Walt Disney World 50 for 50: The Era of Air Travel

When it comes to extinct attractions we often have a moment or two in the attraction that shine brighter in our mind more than the rest of the attraction. Sometimes it is the big splashy ‘wow’ moment and sometimes it can be that small little detail from the queue that really stuck with us. You can always tell a great attraction from its ability for each guest to have a very different element that was that special place for them. Take, for example Delta Dreamflight.

Delta Dreamflight opened in June of 1989 and flew guests through the history of flight and across the globe until January of 1998. It wasn't the first attraction in this space to focus on the joys of air travel, however.
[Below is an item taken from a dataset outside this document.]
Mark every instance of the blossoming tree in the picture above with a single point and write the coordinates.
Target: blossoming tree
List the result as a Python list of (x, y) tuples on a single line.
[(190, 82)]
It was preceded by If You Had Wings in 1972 and the short-lived If You Could Fly in 1987. Back in 1989, many guests who experienced the Delta Dreamflight iteration of the attraction remember the front section of the plane, known as the Spirit of Delta, and the gate that comprised much of the queue or the cut-out barnyard aerial show that filled a vast show room. Some remember the video screen with high flying stunts, the smoky turbine effect, or the pop-up book of air travel. For me, however it was always the scene with the global clipper.

The scene starts in San Francisco, as seen here, with the flying boat docked across from the Golden Gate Bridge. Guests would then move into the dining area of the global clipper, a Martin M-130 that began flying in 1934 and had its final flight in 1945, which is dripping in elegance. Exiting the other side of the clipper, and guests find themselves in a scene that jumps right off of the tour book of Japan. A quick turn, and guests are atop the hills of Paris, complete with sidewalk café and a Delta plane projected in the distant clouds.

There is so much that I love from the first several decades of Tomorrowland, and Delta Dreamflight is definitely up there for the 1980s babies. Maybe it was the fact that I didn’t fly anywhere as a child, or maybe it was just that fascination with cool looking vehicles, but Delta Dreamflight, its scenes and music are ingrained in my memory and instantly bring a smile to my face. And there is no section of that attraction that I remember more fondly than global clipper tour. What was your favorite scene of Delta Dreamflight?